Jimmy was later buried in the cemetery in Kibbutz Kiryat Anavim together with several other soldiers who had fallen in battle on the road to Jerusalem. Menachem Shemi later built a monument there to them and to his son.
When it was Haim Gouri’s turn to speak, he recalled that 1967, during the weeks leading up to the Six Day War, was a time of tension and uncertainty. There were no cellphones or Internet to relay news as it was happening. No one knew what was going on. In May of that year, he told Aliza that if they were called up in the reserves, he would know for a fact that a war was brewing. And indeed they were called up, together with other reservists who were well past the age of compulsory service.
Among them was the late Meir “Mike” Ronnen, the long-term artist, art critic and book reviewer of The Jerusalem Post, who died in 2009 at the age of 83. Ronnen, who served under Gouri’s command in the Six Day War and helped to capture Ammunition Hill, wrote most eloquently about that battle, in which he developed so much respect for the courage and heroism of the Jordanian Legionnaires who lost their lives.

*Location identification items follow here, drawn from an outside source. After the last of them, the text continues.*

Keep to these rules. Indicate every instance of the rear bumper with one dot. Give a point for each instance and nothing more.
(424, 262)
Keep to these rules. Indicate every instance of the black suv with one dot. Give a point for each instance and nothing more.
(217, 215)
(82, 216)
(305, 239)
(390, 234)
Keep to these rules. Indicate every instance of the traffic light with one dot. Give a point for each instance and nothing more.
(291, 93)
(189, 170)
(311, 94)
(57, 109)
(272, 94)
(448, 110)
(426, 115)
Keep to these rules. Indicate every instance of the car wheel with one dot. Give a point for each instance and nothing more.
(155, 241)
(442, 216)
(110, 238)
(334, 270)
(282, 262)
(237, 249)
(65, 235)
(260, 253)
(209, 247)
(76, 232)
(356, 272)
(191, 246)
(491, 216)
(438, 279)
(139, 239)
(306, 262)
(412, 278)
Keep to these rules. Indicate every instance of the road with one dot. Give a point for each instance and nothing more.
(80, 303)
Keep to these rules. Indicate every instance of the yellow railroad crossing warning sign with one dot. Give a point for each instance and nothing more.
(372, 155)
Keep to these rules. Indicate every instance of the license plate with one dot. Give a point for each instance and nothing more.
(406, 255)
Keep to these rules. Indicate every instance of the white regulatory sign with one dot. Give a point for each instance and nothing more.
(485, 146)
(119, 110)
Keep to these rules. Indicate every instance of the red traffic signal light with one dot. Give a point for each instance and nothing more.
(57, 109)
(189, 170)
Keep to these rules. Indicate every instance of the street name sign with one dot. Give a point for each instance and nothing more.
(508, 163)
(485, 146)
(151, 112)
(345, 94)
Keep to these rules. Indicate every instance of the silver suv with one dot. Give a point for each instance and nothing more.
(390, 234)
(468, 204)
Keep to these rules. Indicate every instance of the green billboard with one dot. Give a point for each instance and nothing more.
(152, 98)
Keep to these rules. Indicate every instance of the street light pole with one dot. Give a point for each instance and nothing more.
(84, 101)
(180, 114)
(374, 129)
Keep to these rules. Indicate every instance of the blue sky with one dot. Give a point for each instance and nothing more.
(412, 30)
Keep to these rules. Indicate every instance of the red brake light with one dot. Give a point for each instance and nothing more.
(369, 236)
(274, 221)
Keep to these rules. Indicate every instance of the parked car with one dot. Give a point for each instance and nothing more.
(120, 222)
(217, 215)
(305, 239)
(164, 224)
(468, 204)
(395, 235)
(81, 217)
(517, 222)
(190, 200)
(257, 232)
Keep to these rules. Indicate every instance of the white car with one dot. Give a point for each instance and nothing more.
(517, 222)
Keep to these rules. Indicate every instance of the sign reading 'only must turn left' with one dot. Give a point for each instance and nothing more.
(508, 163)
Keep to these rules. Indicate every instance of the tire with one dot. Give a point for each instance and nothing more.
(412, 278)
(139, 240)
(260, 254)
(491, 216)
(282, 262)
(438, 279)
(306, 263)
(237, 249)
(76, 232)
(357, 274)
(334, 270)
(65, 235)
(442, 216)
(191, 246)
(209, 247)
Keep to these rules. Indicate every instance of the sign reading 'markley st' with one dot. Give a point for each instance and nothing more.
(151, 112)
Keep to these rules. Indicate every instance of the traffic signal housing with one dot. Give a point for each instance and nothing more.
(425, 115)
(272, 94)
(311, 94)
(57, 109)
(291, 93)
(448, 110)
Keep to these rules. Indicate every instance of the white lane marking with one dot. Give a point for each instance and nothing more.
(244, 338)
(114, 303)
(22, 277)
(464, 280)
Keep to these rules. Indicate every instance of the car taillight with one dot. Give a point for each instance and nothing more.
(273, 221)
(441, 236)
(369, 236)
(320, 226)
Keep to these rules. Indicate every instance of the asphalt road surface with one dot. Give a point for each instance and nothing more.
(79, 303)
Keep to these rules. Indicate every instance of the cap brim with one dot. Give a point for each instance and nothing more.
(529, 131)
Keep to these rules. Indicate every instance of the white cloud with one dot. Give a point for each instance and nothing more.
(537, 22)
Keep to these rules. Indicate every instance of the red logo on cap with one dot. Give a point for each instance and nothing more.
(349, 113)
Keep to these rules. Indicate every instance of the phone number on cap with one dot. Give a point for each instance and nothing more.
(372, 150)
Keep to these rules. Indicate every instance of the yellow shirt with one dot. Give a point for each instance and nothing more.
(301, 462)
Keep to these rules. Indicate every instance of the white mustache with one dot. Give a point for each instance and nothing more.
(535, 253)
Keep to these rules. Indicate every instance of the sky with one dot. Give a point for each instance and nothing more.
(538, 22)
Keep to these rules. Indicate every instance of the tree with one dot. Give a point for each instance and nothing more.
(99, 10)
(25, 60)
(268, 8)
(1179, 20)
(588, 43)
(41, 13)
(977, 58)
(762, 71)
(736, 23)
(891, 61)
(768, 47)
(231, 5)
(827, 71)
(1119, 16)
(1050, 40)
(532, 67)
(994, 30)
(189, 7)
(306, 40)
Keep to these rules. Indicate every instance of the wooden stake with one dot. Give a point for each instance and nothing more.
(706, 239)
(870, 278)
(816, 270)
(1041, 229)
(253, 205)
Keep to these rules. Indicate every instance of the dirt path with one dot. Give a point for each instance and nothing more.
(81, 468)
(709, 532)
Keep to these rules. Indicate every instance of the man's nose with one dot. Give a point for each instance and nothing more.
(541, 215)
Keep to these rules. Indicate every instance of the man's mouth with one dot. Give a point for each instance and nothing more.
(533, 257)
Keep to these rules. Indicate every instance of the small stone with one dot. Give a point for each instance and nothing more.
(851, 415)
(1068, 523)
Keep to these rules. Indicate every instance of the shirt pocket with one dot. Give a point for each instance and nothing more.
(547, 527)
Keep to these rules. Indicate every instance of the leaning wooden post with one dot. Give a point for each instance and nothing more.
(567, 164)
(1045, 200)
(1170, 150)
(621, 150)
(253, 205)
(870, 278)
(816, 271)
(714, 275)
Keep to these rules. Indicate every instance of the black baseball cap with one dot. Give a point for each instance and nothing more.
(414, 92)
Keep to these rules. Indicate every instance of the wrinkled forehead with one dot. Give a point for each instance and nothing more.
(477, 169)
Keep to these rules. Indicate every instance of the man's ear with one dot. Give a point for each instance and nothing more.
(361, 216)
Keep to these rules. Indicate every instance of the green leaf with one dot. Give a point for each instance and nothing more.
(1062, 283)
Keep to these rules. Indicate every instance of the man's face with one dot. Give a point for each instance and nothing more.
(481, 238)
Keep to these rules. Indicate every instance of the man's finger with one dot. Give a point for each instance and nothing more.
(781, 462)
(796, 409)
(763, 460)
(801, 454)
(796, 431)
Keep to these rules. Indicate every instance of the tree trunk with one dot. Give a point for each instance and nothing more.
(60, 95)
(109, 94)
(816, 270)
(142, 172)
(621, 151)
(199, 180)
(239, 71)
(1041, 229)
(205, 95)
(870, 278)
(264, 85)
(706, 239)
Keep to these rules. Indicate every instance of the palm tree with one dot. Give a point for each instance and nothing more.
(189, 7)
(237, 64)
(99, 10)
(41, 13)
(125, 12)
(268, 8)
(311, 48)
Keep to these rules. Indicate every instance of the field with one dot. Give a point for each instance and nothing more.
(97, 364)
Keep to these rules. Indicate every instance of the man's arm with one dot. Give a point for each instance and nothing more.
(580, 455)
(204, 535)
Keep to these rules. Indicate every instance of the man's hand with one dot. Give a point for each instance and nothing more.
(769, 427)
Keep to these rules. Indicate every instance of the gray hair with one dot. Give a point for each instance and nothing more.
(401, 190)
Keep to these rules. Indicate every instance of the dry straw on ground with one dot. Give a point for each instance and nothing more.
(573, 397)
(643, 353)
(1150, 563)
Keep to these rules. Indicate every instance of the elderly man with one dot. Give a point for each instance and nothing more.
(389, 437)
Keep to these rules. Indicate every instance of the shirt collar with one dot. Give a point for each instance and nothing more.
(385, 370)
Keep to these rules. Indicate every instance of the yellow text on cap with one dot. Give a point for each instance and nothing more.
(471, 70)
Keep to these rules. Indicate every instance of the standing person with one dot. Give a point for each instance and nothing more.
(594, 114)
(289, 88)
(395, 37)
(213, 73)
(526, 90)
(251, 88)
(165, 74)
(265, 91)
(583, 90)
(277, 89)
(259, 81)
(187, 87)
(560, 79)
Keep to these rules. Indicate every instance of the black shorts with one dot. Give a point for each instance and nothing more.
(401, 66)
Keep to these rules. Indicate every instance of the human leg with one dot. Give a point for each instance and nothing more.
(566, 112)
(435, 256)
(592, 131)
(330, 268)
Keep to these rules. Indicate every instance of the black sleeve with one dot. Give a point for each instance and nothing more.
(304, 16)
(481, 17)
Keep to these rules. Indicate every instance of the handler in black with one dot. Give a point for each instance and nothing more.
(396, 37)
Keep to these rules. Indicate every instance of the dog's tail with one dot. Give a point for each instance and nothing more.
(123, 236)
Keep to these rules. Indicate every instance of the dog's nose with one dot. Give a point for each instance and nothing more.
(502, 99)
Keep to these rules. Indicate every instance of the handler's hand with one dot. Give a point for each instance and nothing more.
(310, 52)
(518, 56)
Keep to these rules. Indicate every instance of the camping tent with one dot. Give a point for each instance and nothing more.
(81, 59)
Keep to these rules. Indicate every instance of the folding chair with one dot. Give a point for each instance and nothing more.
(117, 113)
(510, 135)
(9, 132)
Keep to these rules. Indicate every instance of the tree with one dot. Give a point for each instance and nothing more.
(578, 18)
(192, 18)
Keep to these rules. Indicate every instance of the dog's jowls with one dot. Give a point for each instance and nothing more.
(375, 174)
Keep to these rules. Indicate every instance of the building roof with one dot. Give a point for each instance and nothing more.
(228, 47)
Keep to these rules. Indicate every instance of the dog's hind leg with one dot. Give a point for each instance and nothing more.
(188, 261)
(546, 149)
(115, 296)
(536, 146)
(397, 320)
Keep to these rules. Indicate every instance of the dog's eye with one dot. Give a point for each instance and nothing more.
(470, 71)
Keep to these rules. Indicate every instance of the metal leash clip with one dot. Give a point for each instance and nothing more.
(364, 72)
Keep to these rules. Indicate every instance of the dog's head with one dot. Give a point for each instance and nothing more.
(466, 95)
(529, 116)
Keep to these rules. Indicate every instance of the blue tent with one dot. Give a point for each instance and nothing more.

According to one of his articles, he asked Gouri for permission to put up a handwritten sign in English, stating, “Here lie 17 brave Jordanian soldiers.” This gesture of respect was noted by the late King Hussein in a book that he wrote. Gouri mentioned the sign, his own respect for the courage of the enemy and the reaction of the king. However, he neglected to mention Ronnen.
Before the Gouris told their respective stories, the congregation’s spiritual leader Rabbi Avigdor Burstein said that legend has it that for the 19 years in which Jerusalem was divided, there were no doves on the Temple Wall, but once the city was reunited, the doves returned.
■ AT YESHURUN Central Synagogue last Saturday night, the havdala blessings ushering in the new week were much later than in most other congregations. The reason: Cantor Asher Haimowitz combined a festive Jerusalem Day service, including Hallel, with ma’ariv, with the result that the service did not conclude till 9:14 p.m., at which time havdala was made for the whole congregation. The synagogue, which is quite large, was three-quarters full, which – Jerusalem Day notwithstanding – is highly commendable for a Saturday night.
■ SPEAKING ON Sunday night to members of the International Council of the Israel Museum, Mayor Nir Barkat was somewhat late, having been delayed by the traditional Jerusalem Day ceremony on Ammunition Hill. He said that it was important for him to come and address the members at the opening reception at the King David Hotel, precisely because it was Jerusalem Day, but also because he respected the fact that some 200 of them had come to Israel at this time to demonstrate their support for the museum and for the city.
Michael Federmann, his wife, Leora, and his sister, Iris, following in the footsteps of Federmann’s father, the late Yekutiel Federmann, traditionally host the opening reception for the annual meeting in Jerusalem of the ICIM. Federmann said that he hopes that the third generation of the family would go on to do the same. Yekutiel Federmann had an abiding friendship with Israel Museum founder Teddy Kollek, whose vision he shared, and was therefore involved with the museum from its very inception.